Abstract

Some aspects of diagnostic elimination/challenge diets in food protein-induced allergic proctocolitis (FPIAP) are still poorly defined. This study investigated the symptom spectrum, time required for resolution of each symptom, triggering foods, and risk factors for multiple food allergies (MFA) in FPIAP. Infants referred with visible blood in stool were enrolled after etiologies other than FPIAP had been excluded. Laboratory evaluation, clinical features, and elimination/challenge steps were performed prospectively during diagnostic management. Ninety-one of 102 infants (53 boys) were diagnosed with FPIAP. Eleven children did not bleed during challenges.
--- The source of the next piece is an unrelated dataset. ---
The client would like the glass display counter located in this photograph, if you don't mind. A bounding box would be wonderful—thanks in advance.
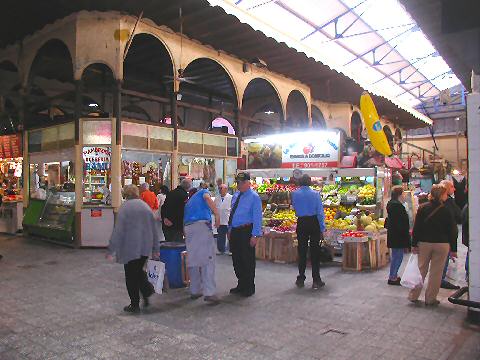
[23,192,75,245]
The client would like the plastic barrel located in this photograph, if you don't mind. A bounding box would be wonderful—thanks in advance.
[160,242,187,288]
Visible blood in stool began before 2 months of age in 63.6% of the infants not diagnosed with FPIAP, compared with 18.9% of the patients with FPIAP (P= .003). Offending foods were identified as cow's milk (94.5%), egg (37.4%), beef (10.9%), wheat (5.5%), and nuts (3.3%). MFA was determined in 42.9% of patients. Multivariate logistic regression analysis identified atopic dermatitis (AD) (odds ratio [OR]: 2.98, 95% confidence interval [CI]: 1.18-7.55, P= .021) and an eosinophil count ≥300 cells/μL (OR: 2.72, 95% CI: 1.09-6.80, P= .032) as independent risk factors for MFA. Blood and mucus in stool disappeared in a median 3 days (interquartile range [IQR]: 1-14.5 days) and 30 days (IQR: 8-75 days), respectively. A tendency to transient bleeding occurs in infants who present with bloody stool before 2 months of age. A 2-week duration of elimination for blood in stool is sufficient to reach a judgment of suspected foods for FPIAP. Mucus in stool is the last symptom to disappear. Concurrent AD suggests a high probability of MFA in FPIAP.